Sono passati trentotto anni da quel terribile giorno del 1975 in cui Bas Jan Ader risulta disperso in mare nel tentativo di raggiungere l’Irlanda a bordo di una piccola imbarcazione in occasione del suo ultimo e tragico progetto In Search of the Miraculous. Ne sono passati altrettanti per vedere realizzata la prima retrospettiva italiana presso Villa delle Rose, curata da Javier Hontoria e promossa da MAMbo – Museo d’Arte Moderna di Bologna (Istituzione Bologna Musei).
Lungo un intenso ed emozionante percorso diviso in sei sezioni, la prima cosa che salta immediatamente agli occhi è l’incredibile lascito che Bas Jan Ader ha regalato alle successive generazioni grazie all’attualità di una ricerca in costante bilico fra passato e presente, fra dato emozionale e dato concettuale, fra elemento personale e testimonianza collettiva.

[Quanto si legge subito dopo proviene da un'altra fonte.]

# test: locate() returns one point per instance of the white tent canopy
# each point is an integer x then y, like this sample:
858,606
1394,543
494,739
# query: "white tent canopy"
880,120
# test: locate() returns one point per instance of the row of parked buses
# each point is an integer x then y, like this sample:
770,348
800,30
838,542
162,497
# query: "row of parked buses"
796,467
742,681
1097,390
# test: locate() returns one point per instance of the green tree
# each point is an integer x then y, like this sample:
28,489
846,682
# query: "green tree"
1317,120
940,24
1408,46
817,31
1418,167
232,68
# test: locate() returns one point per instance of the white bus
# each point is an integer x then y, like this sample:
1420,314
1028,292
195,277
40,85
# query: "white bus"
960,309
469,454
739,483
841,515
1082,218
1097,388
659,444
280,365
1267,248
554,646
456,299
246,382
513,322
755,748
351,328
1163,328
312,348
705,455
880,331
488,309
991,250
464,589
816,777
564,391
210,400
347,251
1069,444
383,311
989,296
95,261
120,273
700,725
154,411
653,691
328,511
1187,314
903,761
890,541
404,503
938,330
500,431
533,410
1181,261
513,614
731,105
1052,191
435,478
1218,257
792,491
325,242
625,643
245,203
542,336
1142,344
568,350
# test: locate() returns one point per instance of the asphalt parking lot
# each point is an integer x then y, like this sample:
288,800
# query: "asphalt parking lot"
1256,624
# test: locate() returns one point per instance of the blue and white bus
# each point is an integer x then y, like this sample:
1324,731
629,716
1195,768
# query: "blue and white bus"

Non a caso la retrospettiva si intitola “Tra due Mondi”, a intendere questa continua tensione dialettica, tanto visiva quanto mentale, che ha agitato le opere come l’animo dell’autore; una sorta di “operazione in transito” in cui la tradizione europea (con tutte le accezioni romantiche, stilistiche e culturali della sua terra) e l’oggettività cristalizzata dall’arte concettuale d’oltreoceano spesso coesistono o collidono. Nella sezione “Melanconia e Romanticismo” si riconosce immediatamente l’attenta analisi dei postulati della tradizione romantica europea come la riflessione di inferiorità umana nei confronti della natura e del paesaggio che affiora in Farewell to Faraway Friends (vicina a Monaco in riva al mare di Caspar David Friedrich) e, allo stesso tempo, un’attitudine “melanconica” vicina agli studi neoplatonici del Quattrocento fiorentino in The artist as consumer of extreme comfort.
Straniamento, presenza, assenza, solitudine (nel lavoro come nella vita) diventano i tratti stilistici del lavoro di Bas Jan Ader. In Nightfall e (Untitled) Tea Party appare evidente come la solitaria riflessione verso l’intenzione estetica e la tradizione non escludano la presenza dell’artista, che spesso viene posto al centro dell’azione.
Bas Jan Ader trascende quindi le “modalità” contingenti al periodo storico in cui lavora, affidandosi, al contrario, a un’ipotetica trasposizione dell’eroe solitario destinato al fallimento: in un evidente confronto con i personaggi di Charlie Chaplin o Buster Keaton, l’artista si spinge oltre, isolandosi a favore di una mimesi collettiva verso la trasposizione di un altro da sé, sperduto, perdente, rassegnato ma sempre presente a se stesso.